Am nächsten Tag war es Opa übel, er dachte an Vergiftung und ich zerstreute dies, weil ja er kochte. Dann hatte er Herzklopfen und war unruhig. Sein Baldriantee half nicht und ich besorgte ihm noch schnell Baldriantropfen aus der Apotheke, die dann auch nicht wirkten. Er legte sich etwas ins Bett, stand wieder unruhig auf, saß querbett, überlegte so den Kopf dazu aufgestützt wegen der Übelkeit und plötzlich fiel er vorne über als Sitzender aus dem Bett und reagierte nicht. Ich versuchte ihn hochzurichten und wieder aufs Bett zu setzen und schaffte es nicht. Mir war klar, er hatte mich verlassen und war unterwegs auf seiner Reise. Dann stürzte ich zum Telefon, rief den Hausarzt und meine Mutter im Büro an und sagte, dass Opa möglicherweise gerade stirbt oder schon gestorben ist. Danach saß ich bei ihm am Boden, seine Hände haltend, sagte, dass es ihm bald besser gehen würde - ohne Reaktion. Meine Freundin kam gerade vorbei und wir plagten uns gemeinsam, meinen Opa ins Bett zu bekommen - vergebens. Blitzschnell war der Hausarzt da und stellte fest, dass er für Opa nichts mehr tun könne. Er meinte aúch, dass Opas Tod schön am Vorabend begonnen haben mußte und dies war jetzt eben der Abschluss. Die Lebensuhr war abgelaufen. Selbst Stunden früher hätte er diesen Tod nicht mehr verhindern können.
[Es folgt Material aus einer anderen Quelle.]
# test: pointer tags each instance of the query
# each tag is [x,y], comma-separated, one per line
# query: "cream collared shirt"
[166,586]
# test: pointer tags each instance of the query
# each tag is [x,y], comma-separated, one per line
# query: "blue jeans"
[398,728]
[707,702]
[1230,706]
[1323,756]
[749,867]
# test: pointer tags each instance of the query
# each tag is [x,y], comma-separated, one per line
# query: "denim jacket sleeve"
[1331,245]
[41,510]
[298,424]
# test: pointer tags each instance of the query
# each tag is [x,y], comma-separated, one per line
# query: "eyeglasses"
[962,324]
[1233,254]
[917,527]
Gleich darauf kam meine Mutter aus dem Dienst und hatte einen Nervenzusammenbruch. Bereits als sie unser Haus aus der Ferne gesehen hatte, war ihr klar, dass sie ihren Vater verloren hatte.
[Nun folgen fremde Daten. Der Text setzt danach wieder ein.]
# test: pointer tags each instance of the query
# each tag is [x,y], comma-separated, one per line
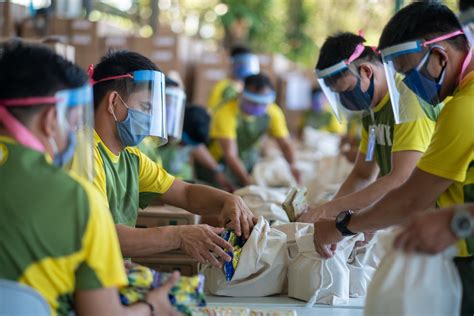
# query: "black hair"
[258,82]
[116,63]
[341,46]
[421,20]
[239,50]
[196,123]
[28,70]
[464,5]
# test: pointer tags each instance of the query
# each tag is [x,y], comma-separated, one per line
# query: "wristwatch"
[462,223]
[342,220]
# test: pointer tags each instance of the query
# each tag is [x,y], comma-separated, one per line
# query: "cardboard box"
[205,78]
[169,262]
[10,15]
[158,216]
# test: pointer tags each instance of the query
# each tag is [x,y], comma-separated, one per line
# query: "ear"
[49,122]
[111,102]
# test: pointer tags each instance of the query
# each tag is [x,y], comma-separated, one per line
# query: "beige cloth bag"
[264,201]
[364,260]
[261,270]
[316,280]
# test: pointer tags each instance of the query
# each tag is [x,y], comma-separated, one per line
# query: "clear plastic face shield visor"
[413,86]
[175,105]
[244,65]
[75,119]
[466,19]
[146,107]
[341,84]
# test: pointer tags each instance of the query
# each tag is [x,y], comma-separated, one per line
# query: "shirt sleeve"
[224,122]
[277,127]
[152,177]
[414,135]
[102,265]
[364,141]
[451,148]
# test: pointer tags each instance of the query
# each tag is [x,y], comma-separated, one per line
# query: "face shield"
[414,90]
[256,104]
[341,83]
[145,103]
[244,65]
[175,104]
[466,19]
[74,112]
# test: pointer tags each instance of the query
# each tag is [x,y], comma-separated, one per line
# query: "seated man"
[57,234]
[128,106]
[238,127]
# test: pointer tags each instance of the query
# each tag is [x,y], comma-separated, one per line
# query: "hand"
[296,173]
[203,243]
[159,297]
[224,182]
[326,237]
[312,215]
[429,232]
[237,216]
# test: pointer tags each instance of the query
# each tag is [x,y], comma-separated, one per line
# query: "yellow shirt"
[451,152]
[225,123]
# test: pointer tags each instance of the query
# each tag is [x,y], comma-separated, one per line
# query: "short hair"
[258,82]
[464,5]
[196,123]
[421,20]
[239,50]
[28,70]
[116,63]
[340,47]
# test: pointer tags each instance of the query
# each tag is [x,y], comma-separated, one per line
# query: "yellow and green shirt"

Wie recht Opa mit meinem Erwachsenwerden hatte, zeigte sich, als ich alle Begräbnisfeierlichkeiten organisierte, denn immerhin war es mein geliebter Opa. Wir beschlossen, ihn seinen Lodenanzug als sein Jagdgewand anzuziehen und selbstverständlich sollte er seinen ganzen Stolz, das goldene Abzeichen für die 50-jährige Mitgliedschaft im Steirischen Jagdschutzveband - den Hubertushirschen mit dem Reis und dem Kreuz am Kopf - als dessen ältestes Mitglied in das Grab mitbekommen und die Jagdbläser mussten für ihn spielen.
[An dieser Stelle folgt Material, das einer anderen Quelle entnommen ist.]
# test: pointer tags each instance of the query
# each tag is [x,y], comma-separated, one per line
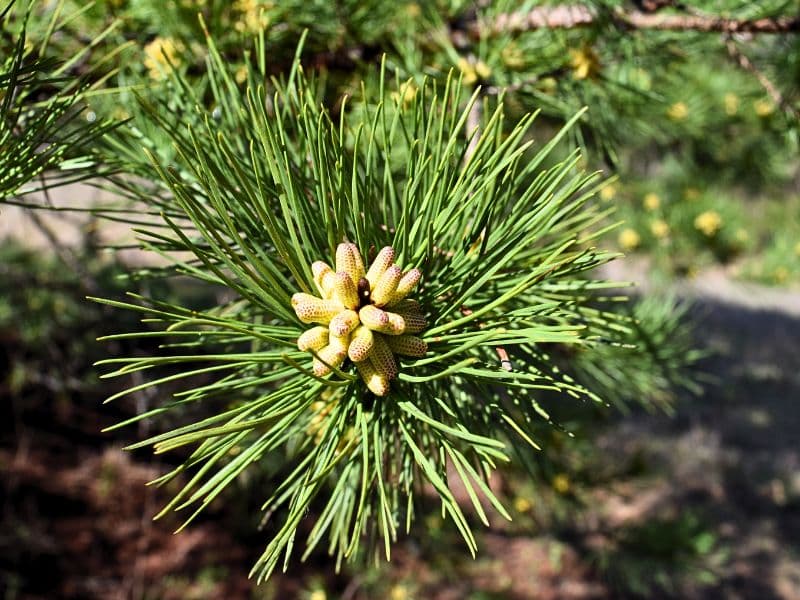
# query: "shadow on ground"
[714,512]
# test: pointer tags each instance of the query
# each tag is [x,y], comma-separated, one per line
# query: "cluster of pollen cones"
[363,315]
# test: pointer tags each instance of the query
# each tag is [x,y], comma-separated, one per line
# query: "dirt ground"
[723,472]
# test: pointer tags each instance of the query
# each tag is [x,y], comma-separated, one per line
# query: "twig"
[575,16]
[741,59]
[505,361]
Da es uns abends nur mehr zu zweit doch etwas mulmig wurde, kroch ich zu Mama ins Bett und die folgenden Nächte wurden wir beide mittels Rütteln aufgeweckt. Opa stand leibhaftig bei uns am Bett und sagte nur: "Es ist alles in Ordnung. Mir geht es gut."
Nächstes Monat wird es 40 Jahre, dass Opa gestorben ist, doch seine Hilfe und Obsorge leben unsichtbar weiter.
Glaubt mir, wer einen Opa hat, der ist wahrlich reich.